うん、ランチ休もう。身体があって、仕事が出来る。



フラメンコダンサー

昨夜閉店時間を過ぎてからある女性が来た。
長嶺ヤス子さん。
まだ現役のフラメンコダンサーだ。ただ旬はとうに過ぎている。88歳。
YouTubeでもウィキペディアでもすぐに見つけることが出来るくらい著名なダンサーだ。
さすがに容姿は年齢を隠せないが、88歳とは思わせないくらい元気だ。
年に数回、福島猪苗代湖の実家から公演のために東京に出てくる。
つい最近舞台を見に行った。
スペイン人の男性ダンサーと踊るのだが、ステップは少ない。
なぜここまでして踊るのか、と思うが、彼女のフラメンコに対する情熱はすごい!ダンスを通して自分に対しての厳しさをとことん追求している。
この方の前では、私が自分に対しての甘さを思い知る、というより突き詰められる。
また女性としての一面を彼女は前面に出す。
フラメンコでの、女性を表現するのに、いくつになっても「女性」が必要なんだと思う。枯れてないのだ。
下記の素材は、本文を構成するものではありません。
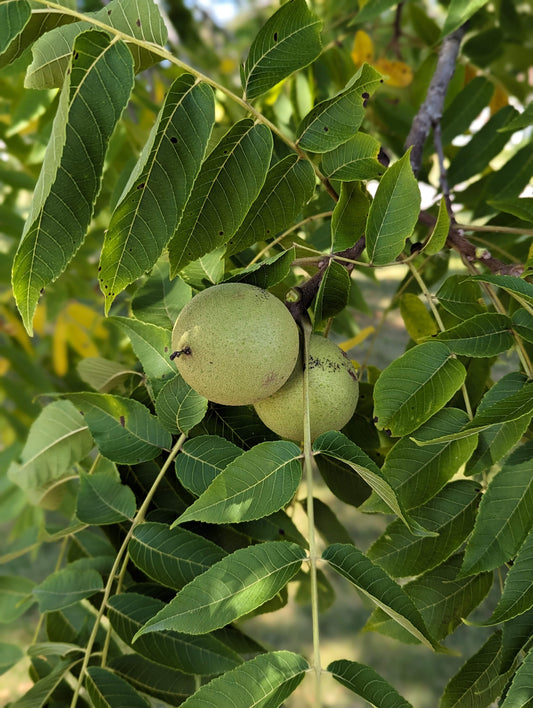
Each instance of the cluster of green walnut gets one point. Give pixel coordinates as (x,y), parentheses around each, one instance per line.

お店は閉店し、火を落としていたために、彼女を誘って二人で近所のイタリアンに飲みに行った。
「このお店は私が一番落ち着けるお店です。そして美味しいです。」
ヤス子ちゃん(こんな呼び名が好きなようで、私もそう呼ばさせて貰っている。)も気に入ってくれたようで、カウンターに並んで座り
「私と飲むの、初めてだわね。楽しい?」
としなを作る。
二人でワインを傾け、乾杯。
やがて料理がでて来て食事が始まる。あまり食べられない、と言うが、このお年にしては食欲旺盛だ。あれだけ動き回る仕事柄、女性とはいえ筋力は必要なのだろう。そういえば背筋もピンとしている。
以前私のお店で食事をされた折、酔った勢いでヤス子ちゃんの胸に私の手を引っ張る。触らせる。
ビックリしたのと、他の方の手前、あわてて手を引いたのだが、おっぱいは豊満だった。

イタリアンでの楽しい時間はあっという間に過ぎる。
このイタリアンも閉店が近づく。
来る前から雨が降っていたのだが、傘をさし彼女の滞在先のホテルまで送っていく。自然とヤス子ちゃんは私に腕を絡ませてくる。欲するがままにしていたが、ロマンチックではなく、介護・・・と言っちゃヤス子ちゃんに失礼か。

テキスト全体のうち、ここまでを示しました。